Exercise 1: Explore the content of the data and first plot


This represents experimental data from Mr. Marc Horstman used to measure nitrate concentrations in intact sediment taken from the field. In this experiment, 10 cm of water infused with nitrate was circulated at different velocities, and the concentrations of nitrate were measured over time.


data<-read.csv(file="infreq_Exp06_Rep2_U0.csv",header = TRUE) #Reads file into table format
timeday <- data$time/3600/24
conc <- data$conc
xlimtime <- range(0,1)
ylimconc <- range(0,1)
plot(timeday,conc,
     xlim = xlimtime, ylim = ylimconc,
     xlab = "time in days", ylab = "nitrate concentrations (mg N/L)",
     main = "Concentration of Nitrate Over Time",pch = 21, col = "red", bg= "orange")

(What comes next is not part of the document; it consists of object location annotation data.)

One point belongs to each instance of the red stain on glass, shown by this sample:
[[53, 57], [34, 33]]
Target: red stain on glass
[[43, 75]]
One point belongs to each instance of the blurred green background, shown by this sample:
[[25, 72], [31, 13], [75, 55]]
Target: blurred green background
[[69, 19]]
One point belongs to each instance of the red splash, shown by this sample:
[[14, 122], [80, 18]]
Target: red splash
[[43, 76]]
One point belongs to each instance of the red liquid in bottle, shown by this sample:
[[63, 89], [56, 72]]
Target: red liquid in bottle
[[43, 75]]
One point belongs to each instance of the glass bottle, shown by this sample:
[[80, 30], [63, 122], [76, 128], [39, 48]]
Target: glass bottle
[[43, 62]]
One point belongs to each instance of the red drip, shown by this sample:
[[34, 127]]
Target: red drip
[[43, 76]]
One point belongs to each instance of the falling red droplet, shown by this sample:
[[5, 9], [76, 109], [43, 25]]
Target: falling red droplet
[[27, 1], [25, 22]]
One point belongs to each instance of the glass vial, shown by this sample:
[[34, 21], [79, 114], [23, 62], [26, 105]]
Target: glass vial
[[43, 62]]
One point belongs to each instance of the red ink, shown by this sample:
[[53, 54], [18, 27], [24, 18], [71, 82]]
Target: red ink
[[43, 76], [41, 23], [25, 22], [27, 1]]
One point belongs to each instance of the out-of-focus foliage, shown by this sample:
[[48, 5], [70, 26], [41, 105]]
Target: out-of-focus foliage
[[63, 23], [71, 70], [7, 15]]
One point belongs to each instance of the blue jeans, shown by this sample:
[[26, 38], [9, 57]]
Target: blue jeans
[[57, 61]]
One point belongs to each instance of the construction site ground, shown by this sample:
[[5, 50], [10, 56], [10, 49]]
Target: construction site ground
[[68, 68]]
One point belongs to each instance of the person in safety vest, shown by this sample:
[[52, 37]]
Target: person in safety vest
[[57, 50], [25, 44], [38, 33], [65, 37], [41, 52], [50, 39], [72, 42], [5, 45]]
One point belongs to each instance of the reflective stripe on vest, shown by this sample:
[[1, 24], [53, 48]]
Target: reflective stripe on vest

Exercise 2 : Fitting a first order rate model for nitrate removal in a wetland

The equation to find the final concentration of nitrate is shown below and was fully worked out in lab. This shows the affect of water depth, initial concentration, time, and the mass transfer coefficient on the final concentration.

\[ C(t)=C_0e^{-\frac{\rho}{D}(t-t_0)} \] However, this equation is more difficult to use due to it being exponential, so we can plot it in a way we are more comfortable with by finding ln(Ct/C0).

\[ \ln{\frac{C(t)}{C_0}} = -\frac{\rho}{D}(t-t_0) \]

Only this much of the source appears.